Indeed our military record, of which we are so proud, is not as terrific as our propaganda would like it to be. We would have never won World War II without the assistance of England, France, and Russia, especially Russia. It was Russia the defeated the Nazis. Had we, on the advice of certain non-minds among us, jumped the gun on Hitler, we may never have allowed Hitler to betray Stalin, and would have ended up facing a war against Nazi Germany and Japan without the assistance of the Soviet Union; indeed the Soviet Union may have assisted Nazi Germany out of fear that Western opposition to dictatorship would not spare communism.
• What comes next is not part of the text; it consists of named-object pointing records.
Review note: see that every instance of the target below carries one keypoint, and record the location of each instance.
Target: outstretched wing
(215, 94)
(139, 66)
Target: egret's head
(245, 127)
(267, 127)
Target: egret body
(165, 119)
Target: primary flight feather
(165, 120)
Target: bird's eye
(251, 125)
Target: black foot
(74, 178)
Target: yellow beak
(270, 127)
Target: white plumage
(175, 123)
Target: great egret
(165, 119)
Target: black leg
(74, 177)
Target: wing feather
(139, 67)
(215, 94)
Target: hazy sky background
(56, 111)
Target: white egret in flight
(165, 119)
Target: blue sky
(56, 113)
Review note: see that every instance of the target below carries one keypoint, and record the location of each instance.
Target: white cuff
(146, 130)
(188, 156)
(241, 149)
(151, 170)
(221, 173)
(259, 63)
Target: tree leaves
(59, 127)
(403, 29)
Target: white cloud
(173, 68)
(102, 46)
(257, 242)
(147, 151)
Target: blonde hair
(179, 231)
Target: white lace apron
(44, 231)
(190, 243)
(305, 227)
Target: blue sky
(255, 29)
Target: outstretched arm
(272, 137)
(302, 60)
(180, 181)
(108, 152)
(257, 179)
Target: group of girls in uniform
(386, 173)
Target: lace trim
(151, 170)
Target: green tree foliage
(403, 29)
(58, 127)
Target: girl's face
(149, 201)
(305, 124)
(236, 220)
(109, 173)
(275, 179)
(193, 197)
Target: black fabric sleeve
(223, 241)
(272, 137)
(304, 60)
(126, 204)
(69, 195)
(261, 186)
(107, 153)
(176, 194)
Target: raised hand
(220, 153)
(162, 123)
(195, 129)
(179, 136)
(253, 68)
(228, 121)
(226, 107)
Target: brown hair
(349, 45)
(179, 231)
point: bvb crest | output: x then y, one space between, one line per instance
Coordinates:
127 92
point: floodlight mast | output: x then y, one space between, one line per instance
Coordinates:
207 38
In that case it is very likely that we would not have won, but simply exhausted ourselves. After World War II, our military record continues to problematize. In Korea, we fought for two years to a stalemate. In Vietnam, despite massive tonnage of weaponry and bombs, we were defeated. Our other wars have taken place against non-entities so pathetically inferior to us that to call them wars is in fact conceptually insulting: who can believe that Panama in 1989 or Iraq in 1991 were serious adversaries? As compared to the empires of previous generations, which fought wars against powers comparable to themselves, much as England did against Germany, or Russia did against Germany, we have very little to brag about. And yet we continue bragging.
One of the best lessons of history should be a sense of humility. We simply have no idea how quickly how much can change. And considering this was supposed to be our century, the first decade of it is indeed sobering for anyone who advocates further war.